Brown's rise within the church community was meteoric. She first served as a pastor in the rural community of Carlock from 1920-1921, and she then spent a year serving as the Chaplain of the Illinois State Senate. As a member of the Women's Christian Temperance Union (WCTU), Brown was an advocate of national prohibition legislation. She decided to use her capable skills as a public speaker and her passionate interest in the temperance cause to inform a national audience of the evils associated with alcohol. For a decade, from 1931 to 1941, Brown was a national lecturer who worked with the Flying Squadron, a group of temperance reformers who promoted the WCTU cause both during and after Prohibition. Utilizing the relatively new technology of the airplane, the temperance reformers in the Flying Squadron fanned out across the country in military precision speaking at venues both large and small.

 

After finishing her work with the Flying Squadron, Brown held other positions and pastorates within the church. She worked with the Christian Church (Disciple of Christ) National Forum from 1931 to 1940. She served as a pastor in Gerlaw from 1941-1945 before becoming the director of the Illinois Disciples Foundation from 1945-1947. Her last pastorate was at a church in Mt. Sterling from 1947 to 1955.

 

When Ira W. Langston became president of Eureka College in 1954 he worked hard to get Norma Brown to come back to Eureka College and serve her alma mater in an important capacity. Brown returned to the campus to be the Alumni Secretary and Associate Director of Development for Eureka College from 1955 to her death in 1964. Since President Langston was hoping to get accreditation restored to Eureka College (this had been lost during the Great Depression), it was imperative to maintain excellent relations with both the alumni and with the church community. President Langston believed that Norma C. Brown was ideally suited to do these things and to generate the revenues that were necessary to sustain the institution.

 

As a pastor, Norma Brown also understood the significance of story and the power of ritual. We all owe her a tremendous debt of gratitude for preserving and maintaining one of the canonical stories of Eureka College that is perhaps only second in importance to the story of the Founding. Norma Brown helped to preserve, tell, and commemorate the story of the Recruiting Elm. In 1960 when the old tree had to be removed because it had long been diseased and was becoming a safety concern, Brown organized a commemoration ceremony as the tree was removed and the story of our student-soldiers was retold almost a century after the boys had heroically marched off to war.

 

Stories have a powerful ability to elicit an affective response from those who hear and internalize meaning.
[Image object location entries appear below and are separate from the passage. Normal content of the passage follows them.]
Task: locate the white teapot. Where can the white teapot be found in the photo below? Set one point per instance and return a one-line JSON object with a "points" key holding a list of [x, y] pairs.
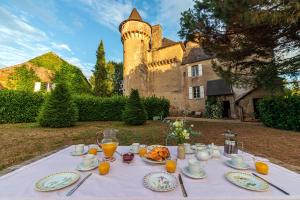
{"points": [[203, 155]]}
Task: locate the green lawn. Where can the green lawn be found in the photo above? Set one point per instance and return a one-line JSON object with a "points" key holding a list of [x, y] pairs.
{"points": [[20, 142]]}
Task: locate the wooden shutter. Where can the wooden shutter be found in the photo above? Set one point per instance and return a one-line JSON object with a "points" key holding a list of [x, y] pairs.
{"points": [[201, 92], [190, 92], [189, 71], [200, 69]]}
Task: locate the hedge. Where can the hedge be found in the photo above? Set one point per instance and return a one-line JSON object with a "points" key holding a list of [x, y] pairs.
{"points": [[281, 112], [19, 106], [93, 108]]}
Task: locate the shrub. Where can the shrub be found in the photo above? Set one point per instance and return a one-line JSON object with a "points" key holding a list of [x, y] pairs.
{"points": [[19, 106], [92, 108], [213, 108], [134, 113], [156, 106], [281, 112], [59, 109]]}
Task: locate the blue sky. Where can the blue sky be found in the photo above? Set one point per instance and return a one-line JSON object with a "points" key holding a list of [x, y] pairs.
{"points": [[73, 28]]}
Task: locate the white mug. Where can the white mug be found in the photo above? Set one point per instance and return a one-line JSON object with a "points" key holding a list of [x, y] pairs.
{"points": [[194, 166], [237, 160], [135, 147], [88, 160], [187, 147], [79, 148]]}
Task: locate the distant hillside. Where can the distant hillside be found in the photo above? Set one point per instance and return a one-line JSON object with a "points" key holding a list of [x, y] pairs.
{"points": [[47, 68]]}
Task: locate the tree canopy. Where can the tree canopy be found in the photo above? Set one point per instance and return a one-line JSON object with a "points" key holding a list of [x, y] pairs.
{"points": [[254, 42]]}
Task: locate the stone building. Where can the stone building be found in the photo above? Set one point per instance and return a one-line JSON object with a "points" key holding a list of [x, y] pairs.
{"points": [[180, 72]]}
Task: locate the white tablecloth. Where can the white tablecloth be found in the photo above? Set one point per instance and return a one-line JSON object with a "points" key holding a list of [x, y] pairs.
{"points": [[124, 181]]}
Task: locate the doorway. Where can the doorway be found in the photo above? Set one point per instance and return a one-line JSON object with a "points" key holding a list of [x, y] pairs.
{"points": [[226, 109], [255, 107]]}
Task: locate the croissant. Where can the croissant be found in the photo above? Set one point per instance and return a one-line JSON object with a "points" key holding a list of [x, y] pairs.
{"points": [[158, 154]]}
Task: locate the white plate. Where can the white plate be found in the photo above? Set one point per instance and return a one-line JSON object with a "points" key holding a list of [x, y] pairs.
{"points": [[187, 172], [242, 166], [190, 151], [56, 181], [153, 161], [81, 167], [160, 181], [74, 153], [247, 181], [149, 148]]}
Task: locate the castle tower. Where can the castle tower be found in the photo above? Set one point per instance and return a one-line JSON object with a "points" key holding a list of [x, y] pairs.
{"points": [[135, 36]]}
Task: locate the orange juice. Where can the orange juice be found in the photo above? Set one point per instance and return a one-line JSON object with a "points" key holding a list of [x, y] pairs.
{"points": [[171, 166], [104, 168], [109, 149], [142, 151]]}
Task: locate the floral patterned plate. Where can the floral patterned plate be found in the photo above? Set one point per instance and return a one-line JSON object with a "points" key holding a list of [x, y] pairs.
{"points": [[56, 181], [247, 181], [160, 181]]}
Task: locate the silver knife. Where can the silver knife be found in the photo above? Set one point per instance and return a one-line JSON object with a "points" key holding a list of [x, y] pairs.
{"points": [[182, 186], [77, 186]]}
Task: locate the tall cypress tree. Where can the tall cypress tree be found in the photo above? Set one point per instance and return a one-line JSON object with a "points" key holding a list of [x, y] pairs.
{"points": [[100, 72]]}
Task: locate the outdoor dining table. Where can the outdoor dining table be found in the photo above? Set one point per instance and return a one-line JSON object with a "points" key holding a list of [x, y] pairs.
{"points": [[125, 181]]}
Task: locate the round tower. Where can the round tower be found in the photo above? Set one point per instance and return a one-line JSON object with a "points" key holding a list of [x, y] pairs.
{"points": [[135, 36]]}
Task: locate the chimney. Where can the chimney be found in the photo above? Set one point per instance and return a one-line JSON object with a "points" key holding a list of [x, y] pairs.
{"points": [[156, 36]]}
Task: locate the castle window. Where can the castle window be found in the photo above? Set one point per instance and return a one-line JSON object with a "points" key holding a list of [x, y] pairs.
{"points": [[195, 70], [196, 92]]}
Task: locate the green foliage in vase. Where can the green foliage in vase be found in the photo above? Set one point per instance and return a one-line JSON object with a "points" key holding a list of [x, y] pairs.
{"points": [[135, 112], [23, 79], [281, 112], [58, 110], [213, 108], [248, 39]]}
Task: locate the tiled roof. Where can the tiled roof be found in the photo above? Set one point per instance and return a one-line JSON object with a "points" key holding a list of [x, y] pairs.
{"points": [[218, 88], [135, 15], [195, 54]]}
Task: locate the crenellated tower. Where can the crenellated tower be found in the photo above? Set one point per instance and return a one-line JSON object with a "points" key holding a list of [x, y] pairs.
{"points": [[135, 36]]}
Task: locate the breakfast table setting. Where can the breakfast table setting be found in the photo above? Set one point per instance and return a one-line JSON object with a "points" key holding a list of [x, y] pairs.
{"points": [[107, 171]]}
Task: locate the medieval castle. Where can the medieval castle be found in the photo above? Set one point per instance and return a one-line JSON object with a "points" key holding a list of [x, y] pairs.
{"points": [[180, 72]]}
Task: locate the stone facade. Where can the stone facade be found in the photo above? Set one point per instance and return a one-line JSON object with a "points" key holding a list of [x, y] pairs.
{"points": [[175, 70]]}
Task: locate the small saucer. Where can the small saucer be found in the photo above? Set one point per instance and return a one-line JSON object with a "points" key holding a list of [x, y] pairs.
{"points": [[74, 153], [81, 167], [242, 166], [187, 172]]}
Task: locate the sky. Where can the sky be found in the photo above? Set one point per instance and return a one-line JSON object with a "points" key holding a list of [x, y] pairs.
{"points": [[73, 28]]}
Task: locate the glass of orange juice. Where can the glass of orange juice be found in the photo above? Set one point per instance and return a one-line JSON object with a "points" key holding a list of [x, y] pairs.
{"points": [[171, 165], [109, 144], [143, 150]]}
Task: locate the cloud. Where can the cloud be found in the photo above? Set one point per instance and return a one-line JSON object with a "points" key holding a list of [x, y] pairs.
{"points": [[46, 11], [61, 47], [109, 13]]}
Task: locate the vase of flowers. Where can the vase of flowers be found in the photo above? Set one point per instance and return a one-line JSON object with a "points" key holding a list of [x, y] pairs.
{"points": [[181, 132]]}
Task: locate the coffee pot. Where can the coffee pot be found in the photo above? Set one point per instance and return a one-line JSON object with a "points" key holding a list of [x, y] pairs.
{"points": [[230, 143]]}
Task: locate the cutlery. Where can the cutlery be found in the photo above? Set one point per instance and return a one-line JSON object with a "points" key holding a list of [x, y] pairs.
{"points": [[77, 186], [278, 188], [182, 186]]}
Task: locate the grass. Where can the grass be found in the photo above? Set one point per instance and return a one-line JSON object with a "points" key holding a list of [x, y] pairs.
{"points": [[20, 142]]}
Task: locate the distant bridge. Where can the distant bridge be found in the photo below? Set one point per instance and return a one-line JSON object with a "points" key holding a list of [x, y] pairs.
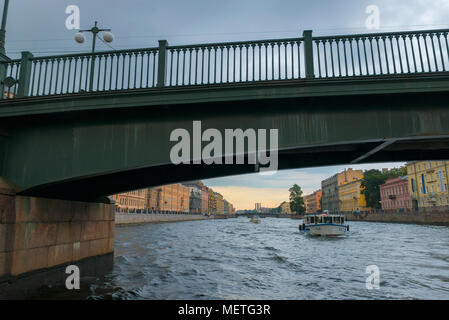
{"points": [[80, 126]]}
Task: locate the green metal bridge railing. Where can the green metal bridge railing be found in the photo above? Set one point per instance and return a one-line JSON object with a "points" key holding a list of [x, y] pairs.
{"points": [[306, 57]]}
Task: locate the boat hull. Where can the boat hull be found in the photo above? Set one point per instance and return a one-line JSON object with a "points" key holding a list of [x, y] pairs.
{"points": [[328, 230]]}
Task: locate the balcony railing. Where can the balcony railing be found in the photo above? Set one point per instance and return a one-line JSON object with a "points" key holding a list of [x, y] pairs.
{"points": [[306, 57]]}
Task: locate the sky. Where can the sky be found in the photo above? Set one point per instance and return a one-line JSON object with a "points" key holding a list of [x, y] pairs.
{"points": [[39, 26]]}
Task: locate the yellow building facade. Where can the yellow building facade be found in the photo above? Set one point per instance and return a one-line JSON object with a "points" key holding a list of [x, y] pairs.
{"points": [[219, 203], [285, 208], [212, 201], [351, 198], [428, 183]]}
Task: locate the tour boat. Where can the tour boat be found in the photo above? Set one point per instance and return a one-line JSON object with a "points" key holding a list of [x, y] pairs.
{"points": [[255, 219], [324, 225]]}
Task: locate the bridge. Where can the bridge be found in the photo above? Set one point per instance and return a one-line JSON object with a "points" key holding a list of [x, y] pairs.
{"points": [[81, 126]]}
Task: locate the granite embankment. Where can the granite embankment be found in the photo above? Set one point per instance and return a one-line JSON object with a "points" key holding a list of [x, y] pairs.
{"points": [[436, 217]]}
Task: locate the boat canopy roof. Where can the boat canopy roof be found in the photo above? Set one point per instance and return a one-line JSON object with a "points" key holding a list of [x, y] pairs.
{"points": [[324, 215]]}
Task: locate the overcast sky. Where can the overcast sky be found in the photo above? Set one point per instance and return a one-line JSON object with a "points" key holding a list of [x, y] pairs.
{"points": [[39, 26]]}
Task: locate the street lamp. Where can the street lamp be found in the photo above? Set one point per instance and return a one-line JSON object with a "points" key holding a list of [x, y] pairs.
{"points": [[3, 28], [107, 37]]}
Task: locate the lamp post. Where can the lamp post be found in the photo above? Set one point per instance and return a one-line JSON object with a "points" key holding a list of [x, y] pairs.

Ritual has a way of drawing people to a place that is larger and more profound than themselves. Those who gathered at the Recruiting Elm ceremony, like young Loren L. Logsdon (Class of 1958), may not have realized it at the time, but Norma Brown was pastoring to the community in ways that were both subtle and sublime.

 

And now back to Brown Hall . . . In 1970 Eureka College dedicated a new residence hall complex that was called Alumni Court. The complex was designed with two separate buildings that were connected with a hall/foyer area. The building to the north was named Brown Hall and the building to the south was named Jackson Hall. The two buildings were connected by Harrod lounge. Today Brown Hall remains known by the generic name Alumni "B" and "C" – hardly a name of distinction.